Lehi • Much as in professional baseball, a Major League Soccer coach must be a manager of people and time.
More than any other sport in America, MLS resembles MLB in its diversity of nationalities and length of season. This year, Real Salt Lake began in February. It will, if all goes well, conclude with a league championship in November.
So, when Real Salt Lake stumbled in August, losing four of five matches, Jason Kreis' main responsibility as coach was to keep his players together and focused, to reinforce his belief in their abilities.
"I still believe that the most important job of any professional coach is not necessarily tactics or techniques of how you want guys to play," Kreis said, "but just managing people. I look at my job as a coach to try to get them to perform as close to their potential most of the time.

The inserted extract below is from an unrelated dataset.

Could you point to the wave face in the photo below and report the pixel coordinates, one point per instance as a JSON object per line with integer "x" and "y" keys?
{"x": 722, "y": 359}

It's never going to be perfect, but trying to get as close to perfect as often as possible."
Thanks to three consecutive victories, including two away from Rio Tinto Stadium, and what should be a spirited home game scheduled for 7 p.m. Saturday against Sporting Kansas City (10-8-10), it appears that RSL (13-7-6) is close to being back in peak form.
With nine points earned in its last three games, RSL finds itself not only one point away from the league's third-best record and an automatic first-round bye in the playoffs, but in competition once more for the Supporters Shield which goes to the team with the most overall points.
The Supporters Shield carries with it a berth into the CONCACAF Champions League.
"It's easy to get sucked into the [negative] hype," said RSL defender Robbie Russell. "But we knew we were a good team and we were getting a few unlucky bounces. If you look at the scores of those games, it wasn't like we were getting blown out."
Players learned not to read or listen to the media.
"You have to believe in yourself," Russell said.
RSL is still not playing at a level where it was earlier this season, when it opened with four consecutive MLS victories and played for the CONCACAF Champions League championship an effort that fell one goal short.
In 2010, one season after coming from nowhere to earn its first MLS Cup, RSL rolled to the league's second-best point total. Real was dominant, losing just four times. But the team bombed out in the first round of the playoffs.
"Now we're getting results, but I don't think we're halfway comfortable with how we're playing," RSL midfielder Andy Williams said. "Compared to last season, we hit our valley the last three games of the season heading into the playoffs and that didn't help. Hopefully, we got our bad patch last month out of the way."
As RSL struggled in August, Kreis used video sessions to instruct on technical aspects to climb out of the hole. He did not ignore the mental side.
"It's important to remind yourself of [the peaks and valleys]," Kreis said. "It's hard for somebody like myself. I'm sure a lot of these guys have similar mentalities to me. I want perfection all of the time, so I can get down on myself. But we have to remind ourselves that that is human nature, there are going to be good times and bad times.
"We've given ourselves a chance at the Supporters Shield and if we have a chance, you know me, we're going for it."